When I started reading it I got Children of Blood and Bone vibes, and the deathshrieks reminded me of the dementors in Harry Potter. Reading on, I found that The Gilded Ones is its own story, there are no wizards here but some powerful girls and women who are going to rewrite history.

I love the feminist theme in this book. Girls and women are taught that their significance is to serve men. The story brings patriarchal ideas to the fore, breaks them down, and challenges them. We see, for example, the way patriarchal values are knit into religious practices as a way to control and subdue girls and women.

I absolutely loved the way the girls realise their power and the taking back of the power that was taken away from them by the men who wrote history for their own agendas. Another important element in this book is the power of friendships, sisterhood to be precise. Other important themes in the story are misogyny, xenophobia, child soldiers, and trauma.

The only thing I would criticize is the pace. The story drags for over two hundred pages, and you have to have the patience to get there. Ahead though, lies adventure and excitement, as well as a satisfying end.  

Reading: Tsitsi Dangarembga’s ‘Nervous Conditions’

“I was not sorry when my brother died.”

One of my favourite opening lines.

Before we get into the book can we give a round of applause to Tsitsi Dangarembga for her win? She recently became the first black woman to receive the German Peace Prize. Congratulations!

Now, as I was saying, one of my favourite opening lines to a novel. Enough to invite you in and find out more, to want to know the why and how. This is young Tambudza taking us through her childhood and starts off by telling us about her life in the village and the challenges she goes through as a girl.

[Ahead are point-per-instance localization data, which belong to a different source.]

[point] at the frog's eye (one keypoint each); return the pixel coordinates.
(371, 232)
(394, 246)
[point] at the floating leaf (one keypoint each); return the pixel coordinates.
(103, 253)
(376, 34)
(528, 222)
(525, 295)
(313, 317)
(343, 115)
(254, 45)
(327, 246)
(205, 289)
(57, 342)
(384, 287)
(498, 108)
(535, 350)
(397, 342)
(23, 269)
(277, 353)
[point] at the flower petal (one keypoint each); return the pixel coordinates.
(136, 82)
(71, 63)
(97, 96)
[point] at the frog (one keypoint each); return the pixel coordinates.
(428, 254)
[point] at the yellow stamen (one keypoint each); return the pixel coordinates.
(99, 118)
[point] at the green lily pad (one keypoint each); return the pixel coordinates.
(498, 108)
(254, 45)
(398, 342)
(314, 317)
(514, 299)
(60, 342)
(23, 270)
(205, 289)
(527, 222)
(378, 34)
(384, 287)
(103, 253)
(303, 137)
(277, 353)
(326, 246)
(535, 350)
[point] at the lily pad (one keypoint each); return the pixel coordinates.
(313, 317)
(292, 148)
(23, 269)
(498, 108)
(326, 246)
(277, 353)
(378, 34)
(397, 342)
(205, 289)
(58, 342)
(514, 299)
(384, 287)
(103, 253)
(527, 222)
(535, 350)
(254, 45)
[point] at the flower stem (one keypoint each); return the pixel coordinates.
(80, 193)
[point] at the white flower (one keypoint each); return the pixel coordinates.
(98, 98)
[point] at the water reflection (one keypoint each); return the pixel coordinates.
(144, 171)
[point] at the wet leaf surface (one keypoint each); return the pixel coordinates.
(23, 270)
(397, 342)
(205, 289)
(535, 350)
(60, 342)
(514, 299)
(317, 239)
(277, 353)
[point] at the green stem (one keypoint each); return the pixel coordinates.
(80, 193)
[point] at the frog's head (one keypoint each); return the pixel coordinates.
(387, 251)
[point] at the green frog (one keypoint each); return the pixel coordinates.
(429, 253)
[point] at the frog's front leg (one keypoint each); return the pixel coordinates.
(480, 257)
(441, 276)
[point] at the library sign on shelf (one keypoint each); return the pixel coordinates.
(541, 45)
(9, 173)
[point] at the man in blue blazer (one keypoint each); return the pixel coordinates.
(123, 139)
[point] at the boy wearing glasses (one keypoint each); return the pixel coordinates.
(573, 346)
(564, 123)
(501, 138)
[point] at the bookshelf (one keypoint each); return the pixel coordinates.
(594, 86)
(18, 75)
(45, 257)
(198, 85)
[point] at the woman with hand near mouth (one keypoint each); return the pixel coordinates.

Her brother is taken by their uncle to attend the missionary school, while she is told that the education she needs is how she will look after her future husband. Tambudza wants to go to school, but grooming her to be a “good wife” and womanhood are separated from education. She is taught that sacrifices are to be made by women (girls).

It’s when her brother dies that education is finally available to her and she also gets the opportunity to go live with her educated uncle, who’s the headmaster of the mission school. Living there presents its own troubles; her cousin’s rejection of her father’s claims of authority, and her uncle’s wife who’s an educated woman but who is merely her husband’s helpmate.

Dangarembga tackles significant themes such as the injustice towards girls and women, poverty and the burdens or duties of the educated members of poor families to help out, and the issue of Englishness.

I enjoyed this book because of the way it challenges the idea that the only use for girls and women is to look after men. The idea that a woman who is educated is not a good wife, this separation of the two comes out and we see how the characters struggle with it.

It’s an outstanding novel. The way Dangarembga pulls us deep into the lives of these girls and women, and how we are able to taste their realities. A book that makes you feel the heaviness of what the author is putting across is a winner, this book is a winner.